Hair follicle cells

Epithelial tissues contain a-5 and a-3 laminin isoforms

Epithelial tissues are sheets of cells that line the surfaces and cavities of the whole body, including the skin, oral cavity, lung, gastrointestinal and urinary tracts, hair follicles, and many glands. The epithelial cells are polarized with the basolateral surface resting on a basement membrane (BM) that contains high levels of alpha-5 laminins and laminin-332. Epithelial BM also contains laminin-311 and to a lesser extent laminin-321 (Domogatskaya, 2012). Laminin-311 forms a covalent complex with laminin-332 in epithelial tissue (Champliaud, 1996) and has been shown to participate in mechanically induced signal transduction after mechanical stimulation (Jones, 2005).

Laminin-332 and laminin-511 constitute the hair follicle stem cell niche

Laminin-332 and laminin-511 are the major constituents of the BM of the hair follicle (Morgner, 2015). The laminin-332 expression is higher in the interfollicular epidermis (IFE) compared with the deeper portions of the hair follicle. Laminin-511 is less abundant beneath the IFE but has the strongest expression at the isthmus region and around the hair germ (Morgner, 2015), which is essential for hair follicle down-growth (Gao, 2008). Dermal papilla from laminin-511 mutants show developmental defects (Gao, 2008). Laminin-511 is the primary laminin of the early developing hair. The absence of laminin-511 in transgenic mice leads to several developmental abnormalities, including the arrest of hair development and deficient Shh expression in hair follicles (Li, 2003). Skin grafts from Lama5-null mouse embryos grafted onto healthy mice fail to grow hair whereas purified laminin-511 restores hair development in the Lama5-null skin (Li, 2003). In humans and mice, the absence of laminin-332 results in extensive skin blistering and lethality a few days after birth, highlighting its importance for epidermal architecture (Morgner, 2015).

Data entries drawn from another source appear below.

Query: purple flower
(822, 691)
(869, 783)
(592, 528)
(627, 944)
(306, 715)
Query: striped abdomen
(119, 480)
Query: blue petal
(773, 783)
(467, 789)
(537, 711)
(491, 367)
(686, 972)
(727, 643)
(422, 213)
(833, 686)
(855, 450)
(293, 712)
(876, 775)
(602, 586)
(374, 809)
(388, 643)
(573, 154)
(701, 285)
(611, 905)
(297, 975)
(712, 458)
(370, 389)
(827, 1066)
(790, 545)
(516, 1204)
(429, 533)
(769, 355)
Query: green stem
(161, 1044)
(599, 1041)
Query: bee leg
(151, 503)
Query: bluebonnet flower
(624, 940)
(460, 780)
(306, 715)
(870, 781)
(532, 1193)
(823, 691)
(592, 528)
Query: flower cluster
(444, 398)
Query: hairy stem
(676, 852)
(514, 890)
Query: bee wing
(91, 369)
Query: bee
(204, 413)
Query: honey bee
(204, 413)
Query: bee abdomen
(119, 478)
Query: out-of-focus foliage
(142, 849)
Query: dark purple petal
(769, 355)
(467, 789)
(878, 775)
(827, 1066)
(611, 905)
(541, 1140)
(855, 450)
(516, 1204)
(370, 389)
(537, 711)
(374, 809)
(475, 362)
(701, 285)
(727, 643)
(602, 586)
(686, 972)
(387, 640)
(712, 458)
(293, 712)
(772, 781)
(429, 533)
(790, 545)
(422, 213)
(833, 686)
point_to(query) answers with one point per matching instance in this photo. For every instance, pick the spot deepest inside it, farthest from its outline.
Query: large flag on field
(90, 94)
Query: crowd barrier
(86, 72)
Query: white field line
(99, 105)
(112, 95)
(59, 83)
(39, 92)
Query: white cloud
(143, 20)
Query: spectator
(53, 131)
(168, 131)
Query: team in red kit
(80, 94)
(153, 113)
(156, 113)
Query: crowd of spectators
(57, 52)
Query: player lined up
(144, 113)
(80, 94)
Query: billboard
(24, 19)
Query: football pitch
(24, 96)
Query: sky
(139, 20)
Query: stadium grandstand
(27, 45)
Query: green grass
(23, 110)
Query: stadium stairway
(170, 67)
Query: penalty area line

The ratio between laminin-332 and -511 regulates hair follicle bulge stem cell activation

The hair growth cycle involves three stages: the growth phase (anagen), the regression phase (catagen), and the quiescent phase (telogen). During each anagen phase, follicles divide rapidly, adding to the hair shaft. During the catagen and telogen phase, follicles reset and prepare their stem cells to receive a signal to start the next growth phase. Hair loss occurs when the balance between those stages changes. Laminin-511 is upregulated in the anagen phase and exogenous laminin-521 and laminin-511 make adult human hair follicles grow faster (Sugawara, 2007). Laminin-511 is downregulated during the anagen-to-catagen transition, and this downregulation is required for catagen progression. In contrast, laminin-332 is upregulated in the catagen and antagonizes hair growth induced by laminin-511 (Sugawara, 2007). The integrin receptor subunit β1 is central for the maintenance of the quiescent bulge stem cell pool (Morgner, 2015). Inhibition of the β1 integrin disrupted dermal papilla primary cilia formation and hair development (DeRouen, 2010).

Laminin-511 promotes Tgf-β signaling which makes hair follicle stem cells (HFSC) more receptive to activating signals. Contrary, laminin-332 suppresses Wnt/β-catenin signaling that is required for HFSC differentiation. The ratio between the two laminin isoforms regulates key signaling pathways that determine somatic stem cell activation within the bulge niche (Morgner, 2015).

Biolaminin 511 in HFSC culture

Exogenous full-length laminin-511 enhances the growth of hair follicle stem cells, whereas the addition of laminin-332 antagonizes this effect. FACS-purified hair follicle stem cells attach optimally to laminin-511 coated plates with about 6 times higher well area coverage compared to other cell culture matrices, such as collagen I, fibronectin, or Matrigel (Lay, 2016).